I am reminded of a very old joke from British BBC radio many years ago when Kenneth Horn, in his program “Round the Horn”, said that “the quality of the entertainment is often compromised by those annoying little interruptions called programs”. He was joking – it was a comedy show – but he, unknowingly, was predicting current day reality.
It’s not only TV. I was amazed to learn, also many years ago, that an American football game, which lasts for an hour on the clock, takes roughly three and a half hours to play, actually has only about thirteen minutes of actual game movement. I learned this from an American, with whom I shared a house in Sierra Leone before I came to the U.S., who was a radio announcer for the University of Illinois football team – he had to time the game to make sure all the ads were accommodated – yes, that what timeouts are really for, to allow time for the ads.

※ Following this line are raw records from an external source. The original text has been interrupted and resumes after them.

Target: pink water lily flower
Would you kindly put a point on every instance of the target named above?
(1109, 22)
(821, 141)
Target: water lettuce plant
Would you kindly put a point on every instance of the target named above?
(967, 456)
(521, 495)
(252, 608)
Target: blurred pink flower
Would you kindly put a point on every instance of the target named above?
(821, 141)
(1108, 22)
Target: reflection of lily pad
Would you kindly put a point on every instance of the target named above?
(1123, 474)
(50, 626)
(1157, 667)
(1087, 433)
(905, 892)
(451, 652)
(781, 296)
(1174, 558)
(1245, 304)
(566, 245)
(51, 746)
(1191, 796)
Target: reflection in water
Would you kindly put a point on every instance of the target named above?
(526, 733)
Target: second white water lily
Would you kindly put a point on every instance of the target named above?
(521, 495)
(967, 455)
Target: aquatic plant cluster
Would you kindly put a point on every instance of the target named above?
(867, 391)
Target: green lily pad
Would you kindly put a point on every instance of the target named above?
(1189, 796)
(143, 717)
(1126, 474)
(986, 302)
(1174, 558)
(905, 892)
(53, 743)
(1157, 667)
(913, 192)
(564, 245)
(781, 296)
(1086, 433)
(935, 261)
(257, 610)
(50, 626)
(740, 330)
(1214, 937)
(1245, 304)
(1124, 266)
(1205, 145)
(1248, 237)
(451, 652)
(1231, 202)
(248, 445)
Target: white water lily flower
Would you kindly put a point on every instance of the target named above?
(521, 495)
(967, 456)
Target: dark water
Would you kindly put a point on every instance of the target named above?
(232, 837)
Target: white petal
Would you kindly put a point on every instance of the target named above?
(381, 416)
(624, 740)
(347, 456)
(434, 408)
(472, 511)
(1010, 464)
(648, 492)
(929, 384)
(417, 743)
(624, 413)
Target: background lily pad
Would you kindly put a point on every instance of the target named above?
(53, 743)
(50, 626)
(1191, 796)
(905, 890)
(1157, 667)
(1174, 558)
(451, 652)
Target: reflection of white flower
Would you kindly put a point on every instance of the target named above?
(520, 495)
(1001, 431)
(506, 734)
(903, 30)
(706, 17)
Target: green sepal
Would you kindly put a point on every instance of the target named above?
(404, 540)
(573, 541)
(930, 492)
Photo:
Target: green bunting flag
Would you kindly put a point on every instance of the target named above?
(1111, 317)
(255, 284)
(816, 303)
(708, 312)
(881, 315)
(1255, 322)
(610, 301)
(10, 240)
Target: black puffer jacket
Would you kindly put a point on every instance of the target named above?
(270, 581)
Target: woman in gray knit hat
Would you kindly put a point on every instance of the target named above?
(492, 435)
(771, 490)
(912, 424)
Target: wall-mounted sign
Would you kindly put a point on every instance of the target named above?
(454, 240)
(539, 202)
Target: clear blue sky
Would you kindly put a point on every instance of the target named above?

I have to wonder what percentage of the population deliberately won’t buy anything that is advertised on TV. I also have to ask, “what person in their right mind would buy a drug that is advertised on TV and do it without consulting with their doctor”. Obviously, many do, or the companies wouldn’t spend a fortune on those ads. I am tempted to add that the real worry is that such people can vote and breed!
I remember seeing somewhere, I think it was in a bar in Manhattan, a TV that was set up with a split screen; one side ran continual ads and the other, the programs. In these days of screens that are several feet wide, that might actually be the solution. We could learn to tune out, visually and auditory, the ad side, if we really tried. However, I’m sure some politician, bought by the ad companies, would pass a law banning such a sensible approach.
Unfortunately, I have to admit that the ads do “get to me”; I wouldn’t be writing this blog if they didn’t. However, even though mine may be a lone voice crying in the advertising wilderness, I feel it needs to be said as part of my continuing rant about our soundbite culture. Last week I talked about the numbing effect of “machine gun style” soundbites and the dangers inherent in that approach. This week I would add that not only does it allow the volume of noise to cover up what may be the real strategy, of Donald Trump for example, but it also allows the proponent of such a strategy to change course every few minutes, and lie in the process, because the next onslaught of soundbites is only a few seconds away and people will forget what just happened. It sounds ridiculous that we can be so gullible, but it is happening every day, right now.
I wish I knew how to combat this phenomenon, but I seem to be as vulnerable to it as everyone else. I give up watching the news and react with indifference to Trump’s next inane and dangerous step towards dictatorship. The volume just overwhelms my senses, and that is inherently dangerous for the future both of myself and the United States. Help!!